Mostly though, I believe that Beowulf feels responsible for the plight of the dragon amongst his people, proven by a quote on page 100, after Beowulf’s hall had been burnt by the dragon. He thinks that perhaps this loss and attack is a sign from god, and that perhaps it was a punishment intended for him. He considers “had he broken old covenants? Unwarded his soul? Doubt dawned as he considered deeds long done, sins kept secret. He wasn’t used to feeling insecure.” Here, in a shocking moment, Beowulf considered all the acts he has ever taken, and is forced to reckon with the fact that it might not have all been heroics, maybe actions he had taken were too violent, or unjust. 

We know previously that Beowulf attributes God to keeping him alive and on his side, but now he is worried that he had lost this favor.
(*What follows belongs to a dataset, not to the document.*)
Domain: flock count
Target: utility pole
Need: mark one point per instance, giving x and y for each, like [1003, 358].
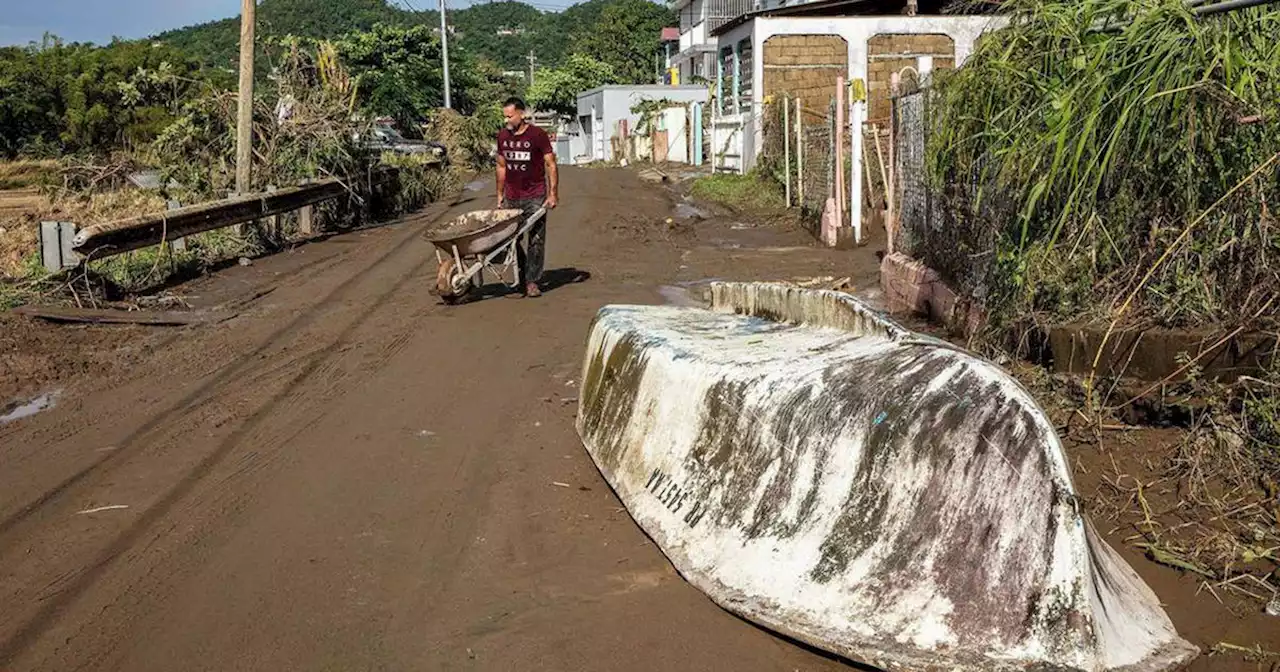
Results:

As he comes to terms with this, he is completely willing to accept his fate against the dragon, as long as he won gold for his kingdom. He never stopped to consider the effects his death would have on his people, such as the women crying in fear of raping and pillaging after the loss of their great protector. Perhaps he “was a good king” in life, but not so in death, having set up no line of lineage, protection or path for his kingdom. If he recognized this or not, Beowulf was able to recognize some of his failings before facing his death, and was able to recognize that those he had slaughtered throughout his life probably felt the same loneliness in the face of death. I believe this new and sudden insecurity in himself was a large contributor in Beowulf accepting his fate, which is perhaps the largest character arc he could have embarked on.
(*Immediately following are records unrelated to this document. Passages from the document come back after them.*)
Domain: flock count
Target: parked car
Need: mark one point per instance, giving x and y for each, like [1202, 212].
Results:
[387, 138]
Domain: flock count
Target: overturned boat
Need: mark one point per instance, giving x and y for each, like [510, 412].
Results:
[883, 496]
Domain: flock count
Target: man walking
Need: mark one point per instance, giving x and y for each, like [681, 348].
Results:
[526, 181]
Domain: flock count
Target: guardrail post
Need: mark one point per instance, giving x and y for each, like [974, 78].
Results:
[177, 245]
5 thoughts on “Week Two Questions: Beowulf Grows??

  1. This was very interesting! I’ve also been thinking a lot about Beowulf’s death scene and how willing he was to just die. I think it’s because he sacrificed himself in such a way that the soldiers could never stop talking about. He died, but as a result the dragon died too. And since the dragon died, that meant the found treasure would be attributed to him. He paid for his life in gold, and I think that’s why he was okay with it. Kinda twisted lol

  2. Really enjoed this! I found Beowulfs death so interestingly out of character for him, it was one of the only moments where beaowulf accepts defeat. I think that the emphasis on the line “that was a good king” is so important when it comes to beowulf because he is so focused on being a “good king” and yet he has no sons, no heir. So how was he a good king?
    Crazy stuff!

  3. This post was one of the more interesting ones to read. The way that I looked at Beowulf’s final battle with the dragon is that he wanted one last heroic deed or one last big/great battle before he passed on to the other side. And he wanted to go down as one of history’s greatest heros and I think that’s why he was fine with dying. Even though he died and the dragon died with him, he finished his life’s work. At least, that’s the way I’m looking at it.
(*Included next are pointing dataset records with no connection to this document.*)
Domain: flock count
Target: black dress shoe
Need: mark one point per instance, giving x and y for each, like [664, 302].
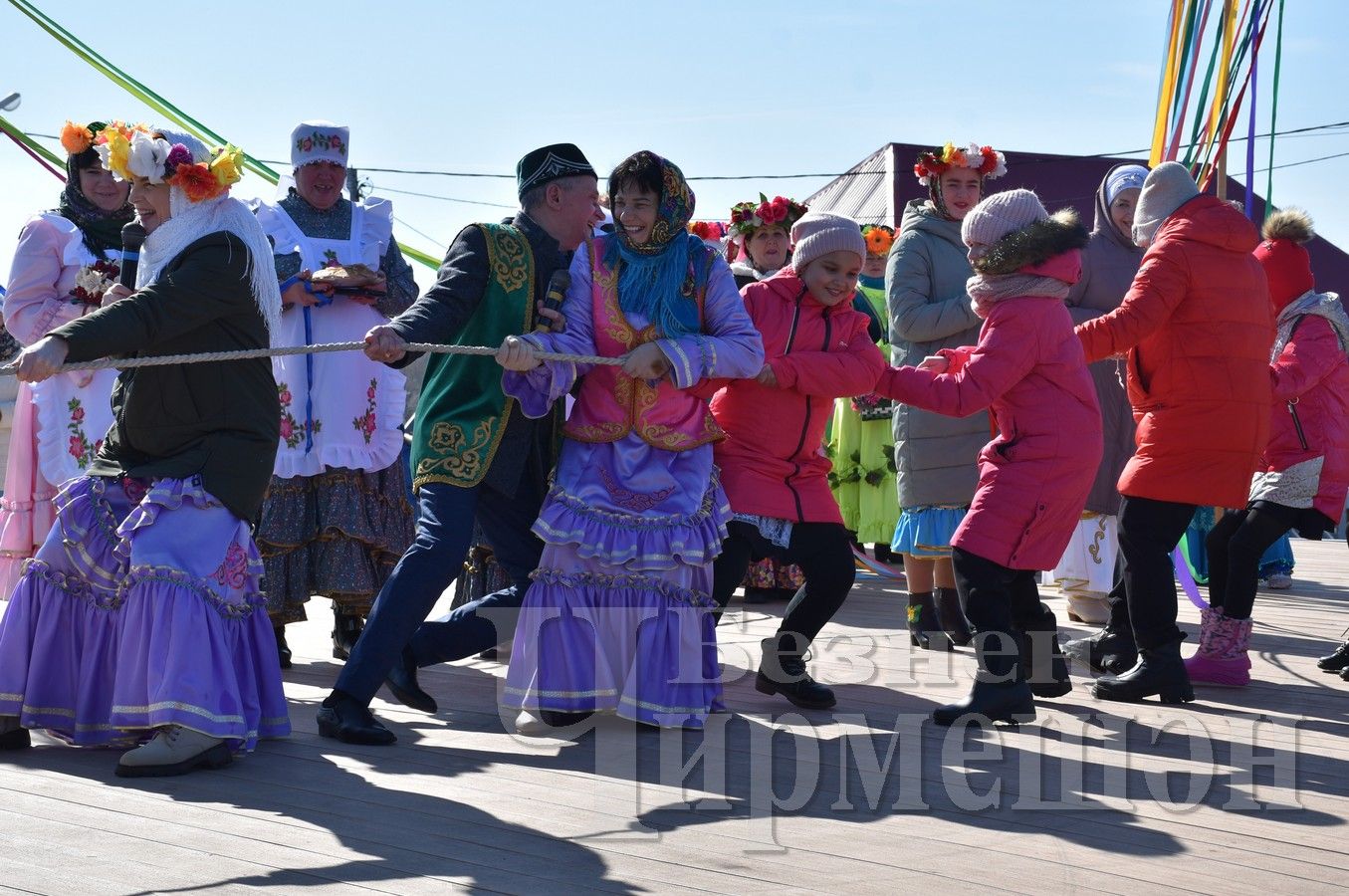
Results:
[15, 740]
[1160, 672]
[402, 684]
[342, 718]
[951, 615]
[346, 627]
[1336, 661]
[783, 671]
[1106, 652]
[282, 648]
[1010, 702]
  4. With the death of the king, perhaps Beowulf does indeed grow as a person. It is often situations involving failure where characters learn and grow the most. Having to flee from the “massacre” can be seen as his first (or one of his first) real feelings that he failed. This could even be the reason (or one of the reasons) that Beowulf accepts his fate with the dragon. He might possibly have a better understanding of his own mortality after the death of his king along with him getting older as the new king. Between guilt and perhaps some wisdom, its clear that Beowulf see’s things differently as he got older. Great job and great post!

  5. Loved reading this! You brought up some points I hadn’t thought of! I love how you delve into Beowulf’s relationship with his god, especially at the end of his life. It really brings the whole Christianity vs Paganism to my mind again, and how the church was known for instilling absolute terror into its’ followers. It’s interesting to see Beowulf, a self-proclaimed demigod, fall to the fears of his “church”.